It’s not vicious or unkind or anything other than what it is:
The end.
He packs her things when she leaves and sets them by the door.
They’re gone when he wakes up the next morning.
.
All of this makes sense to him.
He loves her, yes. He’d thought her his happy ending, of course. But he can wrap his head around being left behind.
She’s right. Sometimes people grow apart. Her following him to Hell was a lot of pressure and him coming back after her, even more.
Emma is a runner.
She runs.
And he remembers a lot of things suddenly when she leaves—all those times she tried to leave before and he stopped her with his hook around her arm. He’s not going to try and stop her anymore.
The thing he has trouble wrapping his mind around is Emma moving into Regina’s house.
David tells him one day—after a long interrogation on how he’s dealing with things—that Emma was starting to feel cramped in the loft again, but Regina had offered a guest room.
Which is fine. Emma is perfectly capable of making her own decisions.
It just feels very ironic to him. She moved out of his house and into someone else’s.
He tries to shrug this off, too. Tries to think of it as Henry probably is—both mothers living closer—but it’s hard when he remembers that night in Granny’s, them sitting on the floor together, and how Emma had stared after Regina the night they first got back.
And, yes, Emma runs, but she always seems to stay for Regina, for Henry.
Like a compass pointing true north, Emma keeps stumbling her way back to them.
Every time.
And there’s something about that correlation that he thinks is very uncomfortable and very fitting.
.
He hears things.
Keeps tabs on them as best as he can.
Henry talks to him sometimes, still, and seems happier than he has in a while.

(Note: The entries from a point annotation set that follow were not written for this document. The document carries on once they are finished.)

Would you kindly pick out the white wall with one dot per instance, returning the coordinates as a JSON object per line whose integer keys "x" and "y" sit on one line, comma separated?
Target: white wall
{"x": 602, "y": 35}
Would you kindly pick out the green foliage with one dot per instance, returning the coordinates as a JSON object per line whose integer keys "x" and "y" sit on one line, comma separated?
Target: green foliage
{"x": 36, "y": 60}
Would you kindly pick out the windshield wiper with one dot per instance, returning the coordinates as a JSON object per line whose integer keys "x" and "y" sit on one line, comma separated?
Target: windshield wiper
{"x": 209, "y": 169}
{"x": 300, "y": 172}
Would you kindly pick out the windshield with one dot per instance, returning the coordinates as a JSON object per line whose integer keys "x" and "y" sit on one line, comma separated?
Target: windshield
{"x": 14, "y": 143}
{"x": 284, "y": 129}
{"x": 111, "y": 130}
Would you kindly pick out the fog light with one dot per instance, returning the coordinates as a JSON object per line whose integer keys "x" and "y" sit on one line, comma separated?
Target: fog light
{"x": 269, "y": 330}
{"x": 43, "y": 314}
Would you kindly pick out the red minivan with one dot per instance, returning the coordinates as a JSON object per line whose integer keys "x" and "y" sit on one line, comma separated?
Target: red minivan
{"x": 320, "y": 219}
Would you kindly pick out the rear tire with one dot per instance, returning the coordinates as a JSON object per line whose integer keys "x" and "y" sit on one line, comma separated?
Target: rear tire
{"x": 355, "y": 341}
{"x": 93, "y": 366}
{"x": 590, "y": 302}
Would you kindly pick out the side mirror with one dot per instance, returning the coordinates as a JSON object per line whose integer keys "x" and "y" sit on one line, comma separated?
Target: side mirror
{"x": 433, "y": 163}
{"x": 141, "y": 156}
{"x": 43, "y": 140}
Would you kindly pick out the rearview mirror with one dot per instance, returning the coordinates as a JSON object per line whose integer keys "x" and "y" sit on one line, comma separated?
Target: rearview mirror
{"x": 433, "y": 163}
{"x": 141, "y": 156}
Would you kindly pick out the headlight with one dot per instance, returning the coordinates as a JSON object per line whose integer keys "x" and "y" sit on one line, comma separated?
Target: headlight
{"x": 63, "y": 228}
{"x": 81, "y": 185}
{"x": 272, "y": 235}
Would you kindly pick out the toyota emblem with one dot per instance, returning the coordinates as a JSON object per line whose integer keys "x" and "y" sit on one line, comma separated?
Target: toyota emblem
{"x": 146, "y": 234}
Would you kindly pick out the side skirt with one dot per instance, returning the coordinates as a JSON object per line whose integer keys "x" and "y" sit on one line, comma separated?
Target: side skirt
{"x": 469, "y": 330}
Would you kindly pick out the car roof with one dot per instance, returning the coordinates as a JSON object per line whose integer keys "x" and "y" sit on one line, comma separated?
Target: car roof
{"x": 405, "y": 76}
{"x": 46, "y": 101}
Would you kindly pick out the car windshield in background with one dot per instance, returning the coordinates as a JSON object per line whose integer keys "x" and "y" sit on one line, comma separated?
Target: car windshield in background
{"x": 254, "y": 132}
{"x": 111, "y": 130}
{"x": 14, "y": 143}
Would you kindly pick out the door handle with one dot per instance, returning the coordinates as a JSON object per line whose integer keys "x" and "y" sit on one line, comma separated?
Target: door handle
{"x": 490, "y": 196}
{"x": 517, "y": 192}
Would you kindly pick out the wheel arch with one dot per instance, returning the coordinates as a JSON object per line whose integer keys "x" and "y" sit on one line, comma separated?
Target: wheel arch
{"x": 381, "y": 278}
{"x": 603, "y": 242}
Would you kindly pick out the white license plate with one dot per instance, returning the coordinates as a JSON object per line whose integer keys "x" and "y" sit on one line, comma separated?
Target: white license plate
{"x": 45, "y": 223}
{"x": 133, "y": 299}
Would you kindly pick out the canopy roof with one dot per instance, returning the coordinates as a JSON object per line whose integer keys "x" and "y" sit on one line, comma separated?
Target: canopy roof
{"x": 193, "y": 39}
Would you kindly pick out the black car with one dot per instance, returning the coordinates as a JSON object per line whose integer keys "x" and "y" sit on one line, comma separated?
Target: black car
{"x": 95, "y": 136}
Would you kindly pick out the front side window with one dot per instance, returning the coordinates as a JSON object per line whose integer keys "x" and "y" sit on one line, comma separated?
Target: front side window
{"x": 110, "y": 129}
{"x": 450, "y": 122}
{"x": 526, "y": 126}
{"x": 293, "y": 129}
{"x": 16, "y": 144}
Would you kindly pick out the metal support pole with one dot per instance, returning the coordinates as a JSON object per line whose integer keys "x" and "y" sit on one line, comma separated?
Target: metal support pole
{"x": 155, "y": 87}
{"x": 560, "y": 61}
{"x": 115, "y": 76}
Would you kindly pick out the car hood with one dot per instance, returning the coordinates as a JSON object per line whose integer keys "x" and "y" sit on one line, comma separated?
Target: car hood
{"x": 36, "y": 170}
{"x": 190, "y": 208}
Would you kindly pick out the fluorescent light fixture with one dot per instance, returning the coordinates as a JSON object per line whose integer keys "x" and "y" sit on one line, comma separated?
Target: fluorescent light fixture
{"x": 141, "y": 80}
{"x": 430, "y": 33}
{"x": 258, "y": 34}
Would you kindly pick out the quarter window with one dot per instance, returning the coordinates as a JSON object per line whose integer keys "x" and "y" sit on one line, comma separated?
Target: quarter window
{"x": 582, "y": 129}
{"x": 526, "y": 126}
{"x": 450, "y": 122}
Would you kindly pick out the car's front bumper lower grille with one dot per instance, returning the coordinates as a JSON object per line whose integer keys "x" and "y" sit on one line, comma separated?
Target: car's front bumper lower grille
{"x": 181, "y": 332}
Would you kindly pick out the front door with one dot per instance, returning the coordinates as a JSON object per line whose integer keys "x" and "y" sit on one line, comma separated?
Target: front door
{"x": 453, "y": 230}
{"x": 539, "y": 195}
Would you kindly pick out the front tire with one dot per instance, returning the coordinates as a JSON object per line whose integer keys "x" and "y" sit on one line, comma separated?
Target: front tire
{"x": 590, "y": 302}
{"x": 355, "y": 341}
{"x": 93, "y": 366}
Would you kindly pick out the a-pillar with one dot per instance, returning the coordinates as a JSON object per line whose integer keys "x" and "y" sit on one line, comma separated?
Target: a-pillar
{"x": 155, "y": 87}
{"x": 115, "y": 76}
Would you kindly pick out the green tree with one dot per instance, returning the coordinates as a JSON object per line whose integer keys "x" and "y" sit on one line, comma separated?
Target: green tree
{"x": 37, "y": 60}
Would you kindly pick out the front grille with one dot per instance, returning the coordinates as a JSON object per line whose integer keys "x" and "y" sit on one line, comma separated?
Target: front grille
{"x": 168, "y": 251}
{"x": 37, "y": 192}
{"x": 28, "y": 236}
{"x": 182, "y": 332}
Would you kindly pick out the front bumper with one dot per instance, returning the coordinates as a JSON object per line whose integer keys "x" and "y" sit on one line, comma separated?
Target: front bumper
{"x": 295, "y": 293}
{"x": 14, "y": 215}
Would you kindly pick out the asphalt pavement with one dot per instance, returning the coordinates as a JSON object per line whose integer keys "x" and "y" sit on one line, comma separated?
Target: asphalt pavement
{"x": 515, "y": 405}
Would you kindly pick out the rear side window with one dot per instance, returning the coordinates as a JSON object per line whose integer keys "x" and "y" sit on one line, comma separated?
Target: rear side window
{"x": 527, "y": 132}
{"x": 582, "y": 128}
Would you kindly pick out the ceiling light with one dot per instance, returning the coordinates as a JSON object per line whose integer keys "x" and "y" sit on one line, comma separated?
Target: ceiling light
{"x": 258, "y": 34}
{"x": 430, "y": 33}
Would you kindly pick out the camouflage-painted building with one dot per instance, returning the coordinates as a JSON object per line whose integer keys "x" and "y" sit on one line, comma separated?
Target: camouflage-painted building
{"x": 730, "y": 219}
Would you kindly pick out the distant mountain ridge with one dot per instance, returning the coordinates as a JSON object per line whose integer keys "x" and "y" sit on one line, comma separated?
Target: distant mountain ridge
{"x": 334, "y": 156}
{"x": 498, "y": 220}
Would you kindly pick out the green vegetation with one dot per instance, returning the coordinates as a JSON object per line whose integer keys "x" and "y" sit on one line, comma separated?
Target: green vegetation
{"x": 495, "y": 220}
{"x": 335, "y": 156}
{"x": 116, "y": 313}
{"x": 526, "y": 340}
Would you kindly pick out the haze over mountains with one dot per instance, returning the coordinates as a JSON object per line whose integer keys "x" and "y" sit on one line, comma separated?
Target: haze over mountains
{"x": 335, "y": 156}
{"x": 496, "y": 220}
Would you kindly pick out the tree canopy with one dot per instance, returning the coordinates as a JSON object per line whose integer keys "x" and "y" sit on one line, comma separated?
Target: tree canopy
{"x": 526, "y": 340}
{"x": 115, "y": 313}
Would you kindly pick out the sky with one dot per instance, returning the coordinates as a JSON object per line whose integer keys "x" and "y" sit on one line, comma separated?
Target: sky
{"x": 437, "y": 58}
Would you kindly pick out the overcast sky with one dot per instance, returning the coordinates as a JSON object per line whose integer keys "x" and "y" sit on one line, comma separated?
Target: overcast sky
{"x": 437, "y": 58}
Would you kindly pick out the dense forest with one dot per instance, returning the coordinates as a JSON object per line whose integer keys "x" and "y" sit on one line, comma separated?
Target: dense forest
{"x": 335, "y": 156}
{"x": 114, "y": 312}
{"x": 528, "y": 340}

Emma is cordial when they run into each other—nods at him across Granny’s even as she’s having dinner with her son and Regina. Even as Regina is laughing with her whole body in a way he didn’t know she could and Emma doesn’t look tired anymore.
“It’s nice, having her there,” Henry says when Killian runs into him being dropped off by the bus after school. He winces immediately after saying it, as if feeling guilty for the mere act of saying it.

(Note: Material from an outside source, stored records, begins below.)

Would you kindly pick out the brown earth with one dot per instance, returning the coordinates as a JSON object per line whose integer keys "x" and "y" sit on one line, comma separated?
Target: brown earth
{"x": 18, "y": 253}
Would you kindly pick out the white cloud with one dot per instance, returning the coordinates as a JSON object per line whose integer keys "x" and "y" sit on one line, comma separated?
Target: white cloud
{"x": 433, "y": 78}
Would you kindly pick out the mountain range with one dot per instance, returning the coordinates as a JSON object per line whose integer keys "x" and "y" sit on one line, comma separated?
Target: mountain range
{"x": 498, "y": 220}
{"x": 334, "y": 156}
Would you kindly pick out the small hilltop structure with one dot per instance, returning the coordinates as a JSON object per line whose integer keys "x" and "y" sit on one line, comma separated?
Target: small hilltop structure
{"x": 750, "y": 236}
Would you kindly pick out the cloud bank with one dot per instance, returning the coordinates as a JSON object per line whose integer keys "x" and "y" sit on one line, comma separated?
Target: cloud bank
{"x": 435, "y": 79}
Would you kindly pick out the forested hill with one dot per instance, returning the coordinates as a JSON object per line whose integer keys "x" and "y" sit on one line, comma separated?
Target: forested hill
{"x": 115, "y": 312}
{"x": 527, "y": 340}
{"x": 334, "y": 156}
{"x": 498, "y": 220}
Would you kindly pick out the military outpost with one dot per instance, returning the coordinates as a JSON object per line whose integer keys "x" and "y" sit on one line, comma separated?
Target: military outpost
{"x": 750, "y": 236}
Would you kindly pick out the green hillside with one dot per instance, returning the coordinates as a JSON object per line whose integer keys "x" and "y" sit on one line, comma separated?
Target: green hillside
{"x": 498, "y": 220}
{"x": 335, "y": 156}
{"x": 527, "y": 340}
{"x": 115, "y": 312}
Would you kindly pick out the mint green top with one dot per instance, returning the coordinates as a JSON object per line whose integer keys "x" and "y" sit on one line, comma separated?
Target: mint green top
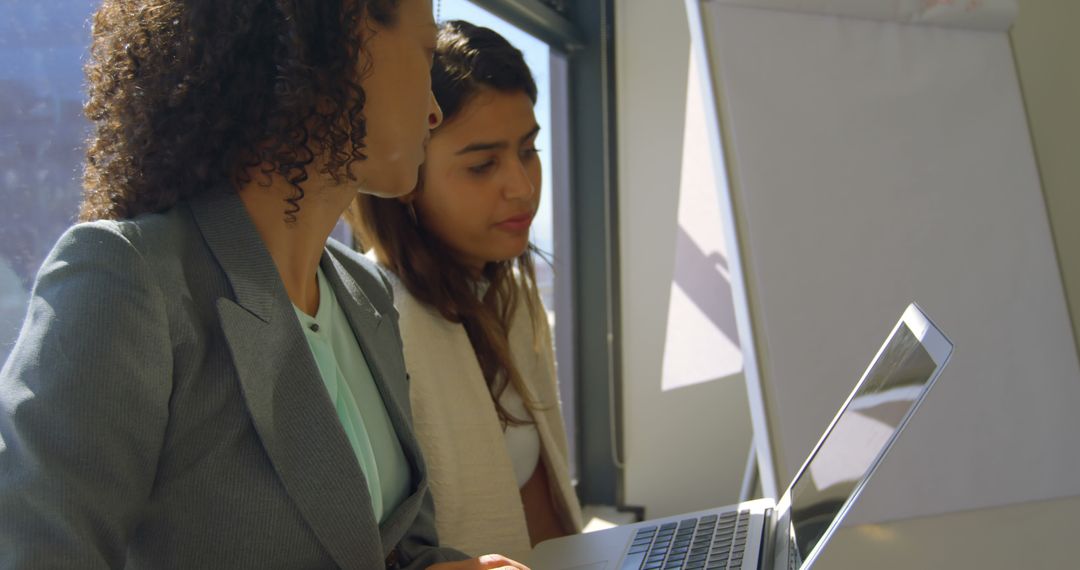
{"x": 358, "y": 402}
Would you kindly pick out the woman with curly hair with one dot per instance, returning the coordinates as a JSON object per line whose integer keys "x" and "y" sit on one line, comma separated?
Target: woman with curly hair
{"x": 204, "y": 379}
{"x": 476, "y": 339}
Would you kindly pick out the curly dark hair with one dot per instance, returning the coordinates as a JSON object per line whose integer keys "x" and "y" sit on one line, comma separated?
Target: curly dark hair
{"x": 187, "y": 95}
{"x": 469, "y": 59}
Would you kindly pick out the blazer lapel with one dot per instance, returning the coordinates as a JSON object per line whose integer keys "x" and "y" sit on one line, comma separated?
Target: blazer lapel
{"x": 284, "y": 392}
{"x": 381, "y": 347}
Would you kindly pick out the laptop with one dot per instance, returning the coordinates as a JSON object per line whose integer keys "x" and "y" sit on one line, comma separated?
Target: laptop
{"x": 792, "y": 532}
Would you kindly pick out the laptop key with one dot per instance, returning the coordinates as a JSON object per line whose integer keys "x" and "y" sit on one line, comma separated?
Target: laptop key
{"x": 633, "y": 561}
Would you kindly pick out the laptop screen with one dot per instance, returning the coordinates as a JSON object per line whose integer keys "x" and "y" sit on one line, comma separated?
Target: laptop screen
{"x": 876, "y": 411}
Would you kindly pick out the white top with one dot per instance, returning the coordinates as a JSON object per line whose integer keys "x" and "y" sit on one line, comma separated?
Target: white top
{"x": 472, "y": 476}
{"x": 523, "y": 442}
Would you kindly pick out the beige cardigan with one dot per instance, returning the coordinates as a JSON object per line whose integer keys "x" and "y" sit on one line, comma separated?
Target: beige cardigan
{"x": 477, "y": 503}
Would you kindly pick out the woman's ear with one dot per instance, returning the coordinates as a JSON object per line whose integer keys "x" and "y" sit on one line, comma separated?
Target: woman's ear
{"x": 408, "y": 199}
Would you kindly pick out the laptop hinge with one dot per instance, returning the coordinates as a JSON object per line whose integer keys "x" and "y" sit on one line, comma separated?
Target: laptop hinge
{"x": 766, "y": 552}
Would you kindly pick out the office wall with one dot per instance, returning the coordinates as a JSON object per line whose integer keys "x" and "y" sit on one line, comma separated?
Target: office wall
{"x": 684, "y": 447}
{"x": 878, "y": 163}
{"x": 1045, "y": 41}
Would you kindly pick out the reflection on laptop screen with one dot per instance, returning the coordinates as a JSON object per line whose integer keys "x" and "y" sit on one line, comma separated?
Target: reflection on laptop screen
{"x": 891, "y": 389}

“I’m pleased you get to see her more,” Killian tells him.
He means most of the words.
“She leaves her socks everywhere,” Henry says next, but he’s smiling and doesn’t seem the slightest bit inconvenienced by this discovery. “She did it in New York, too. Did she do that at your place?”
She didn’t. Killian says as much, and then wonders why.

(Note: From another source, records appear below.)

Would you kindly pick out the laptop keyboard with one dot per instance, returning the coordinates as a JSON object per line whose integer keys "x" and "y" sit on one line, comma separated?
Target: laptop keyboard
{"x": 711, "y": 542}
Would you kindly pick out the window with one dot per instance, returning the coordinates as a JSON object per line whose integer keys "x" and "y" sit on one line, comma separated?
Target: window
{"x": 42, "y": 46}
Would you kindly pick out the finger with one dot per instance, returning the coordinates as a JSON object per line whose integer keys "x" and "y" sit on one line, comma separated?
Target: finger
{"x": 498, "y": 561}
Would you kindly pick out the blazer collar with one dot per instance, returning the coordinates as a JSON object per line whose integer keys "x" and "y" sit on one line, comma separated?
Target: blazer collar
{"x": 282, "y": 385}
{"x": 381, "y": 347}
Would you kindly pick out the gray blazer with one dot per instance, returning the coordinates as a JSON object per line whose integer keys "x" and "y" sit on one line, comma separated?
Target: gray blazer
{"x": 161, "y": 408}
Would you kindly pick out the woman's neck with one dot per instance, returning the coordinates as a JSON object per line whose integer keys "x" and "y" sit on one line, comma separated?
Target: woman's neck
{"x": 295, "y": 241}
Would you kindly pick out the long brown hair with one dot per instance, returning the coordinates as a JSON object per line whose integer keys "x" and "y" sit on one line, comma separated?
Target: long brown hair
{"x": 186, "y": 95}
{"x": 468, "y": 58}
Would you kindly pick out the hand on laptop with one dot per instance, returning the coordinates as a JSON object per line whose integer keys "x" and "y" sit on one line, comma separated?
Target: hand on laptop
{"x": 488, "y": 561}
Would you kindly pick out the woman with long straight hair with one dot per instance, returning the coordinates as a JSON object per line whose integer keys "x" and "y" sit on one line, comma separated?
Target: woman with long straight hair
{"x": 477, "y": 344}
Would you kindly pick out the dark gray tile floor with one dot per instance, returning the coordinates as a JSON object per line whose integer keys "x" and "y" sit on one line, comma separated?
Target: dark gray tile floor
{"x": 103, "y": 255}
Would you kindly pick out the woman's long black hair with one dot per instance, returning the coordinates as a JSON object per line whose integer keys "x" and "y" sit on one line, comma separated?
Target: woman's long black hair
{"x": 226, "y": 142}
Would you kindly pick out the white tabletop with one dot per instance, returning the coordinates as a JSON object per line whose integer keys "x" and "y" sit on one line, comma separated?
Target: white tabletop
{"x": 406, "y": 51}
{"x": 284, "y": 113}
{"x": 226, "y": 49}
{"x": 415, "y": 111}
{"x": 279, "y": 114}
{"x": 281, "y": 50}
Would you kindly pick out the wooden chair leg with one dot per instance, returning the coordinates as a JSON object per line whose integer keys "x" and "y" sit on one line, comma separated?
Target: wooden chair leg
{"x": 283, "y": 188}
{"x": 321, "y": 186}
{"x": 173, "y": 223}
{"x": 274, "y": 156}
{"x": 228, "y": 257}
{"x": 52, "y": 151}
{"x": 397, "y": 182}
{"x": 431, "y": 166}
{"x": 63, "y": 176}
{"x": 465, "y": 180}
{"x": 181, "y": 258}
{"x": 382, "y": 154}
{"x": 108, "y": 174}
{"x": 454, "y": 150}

Perhaps she was never around long enough to really take off her shoes, let alone leave her socks all over the place.
.
He’s walking home from the grocery store one afternoon—his bag of frozen microwave meals dangling off the end of his hook—when he sees them alone together next.
They’re on the street by Gold’s shop and Regina is saying something. He’s too far away to really hear anything, but she’s waving her hands around like she’s trying to make a point.
All at once, Emma reaches out in the space between them and grabs Regina’s hands in her own to still her, and he watches as Regina goes silent.
Emma’s voice is stronger. More careful. He hears part of it.
“—be with you, Regina. I have for…so long. Don’t try to bring other people’s feelings into this. This...thing…This is about you and me. No one else should have a say in it but us.”
The plastic bag slips off the end of his hook and spills his things on the ground. It’s not very loud, but it’s enough to make them look over at him.
Regina glares.
Emma frowns and then nods. The next thing she does is lead Regina away—up the street without Emma letting go of Regina’s hands.
Killian picks up his things, watching them go. He wants to know what that means.
That night, he can’t sleep.
Did all of that silent staring finally get them somewhere with him out of the way?
All those nights alone in that big house finally pushing them together?
And then one foggy morning, he’s talking to David—yes, he’s okay; him and Emma are getting on fine; no, no bad blood—outside of the station and the door is open. He can see down the long hallway into where Emma’s office is and, it’s dark, alright?
He’s not positive.
But he’s pretty sure that she’s back there. He can see the red of her jacket.
And there’s someone with her. Someone in heels. Someone in heels and a skirt who Emma is pressing back into the wall of the office.
He’s fine. He is.
When he calls that night after a drink or two, she answers.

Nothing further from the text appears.